Scrabbling in the darkness,
Han
A slimmer book that, before the two plagues, I had to buy another copy due to how unsalvageable it was made after a hurricane dumped water into my sophomore dorm room down in Savannah, GA for nearly two weeks. It took two more weeks to return mortified to find only my room had a giant hole in the roof and ceiling caved in due to water pressure, damage, and humidity, but then struggle - eventually, threaten legal action, after black mold started to crawl out - to have it repaired while losing a lot of my own personal belongings and schoolwork in the entire process.

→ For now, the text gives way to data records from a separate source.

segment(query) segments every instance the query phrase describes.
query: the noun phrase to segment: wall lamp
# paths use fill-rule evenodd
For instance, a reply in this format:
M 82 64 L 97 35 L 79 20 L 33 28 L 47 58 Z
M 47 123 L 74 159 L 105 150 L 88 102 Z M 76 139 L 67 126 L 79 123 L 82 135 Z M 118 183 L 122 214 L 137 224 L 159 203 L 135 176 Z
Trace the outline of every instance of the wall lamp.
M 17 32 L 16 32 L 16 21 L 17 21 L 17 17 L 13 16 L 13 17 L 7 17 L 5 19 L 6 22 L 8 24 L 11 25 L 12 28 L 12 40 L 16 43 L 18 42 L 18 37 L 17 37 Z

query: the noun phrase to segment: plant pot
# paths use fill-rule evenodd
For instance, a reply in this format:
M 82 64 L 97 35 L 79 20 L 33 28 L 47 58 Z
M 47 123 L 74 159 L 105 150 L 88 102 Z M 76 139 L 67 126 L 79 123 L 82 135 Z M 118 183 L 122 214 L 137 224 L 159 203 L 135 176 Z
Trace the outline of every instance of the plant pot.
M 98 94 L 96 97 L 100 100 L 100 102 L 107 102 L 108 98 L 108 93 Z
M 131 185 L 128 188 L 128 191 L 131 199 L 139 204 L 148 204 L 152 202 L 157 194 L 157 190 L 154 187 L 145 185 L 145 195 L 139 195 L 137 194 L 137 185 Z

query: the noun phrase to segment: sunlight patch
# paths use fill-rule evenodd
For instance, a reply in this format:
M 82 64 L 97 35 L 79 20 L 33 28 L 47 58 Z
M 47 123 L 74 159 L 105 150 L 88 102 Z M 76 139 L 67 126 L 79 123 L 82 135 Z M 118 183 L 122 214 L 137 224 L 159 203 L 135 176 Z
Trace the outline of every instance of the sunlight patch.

A time measuring device I have used since February of 2019 - ‘years of plague’. Now it is 2022, 4YP (3YP if you have a working immune system, or didn’t immediately take the virus seriously), and after several months of the WHO spinning the ‘Will We Won’t We’ wheel, we now have two plagues affecting the globe.
To those who haven’t read an Evenson story, it’s immediately clear this is about a cult - Evenson loves those. Last Days is all about a guy infiltrating one - more on that in another newsletter. Song doesn’t have a weak note in its purposefully sharp off-key concerto. This is the soundless tip of the bucket over Carrie White at her first - and last - prom night. Buy the collection.
It’s definitely just a UFO. Featuring a pair of guys in their UFO fucking up a in front of their boss and having to warp speed the hell out of that situation.
Even her mother after fighting everyone and going through an unmeasurable amount of grief and frustration believes that the best thing for her half-child is to abandon her.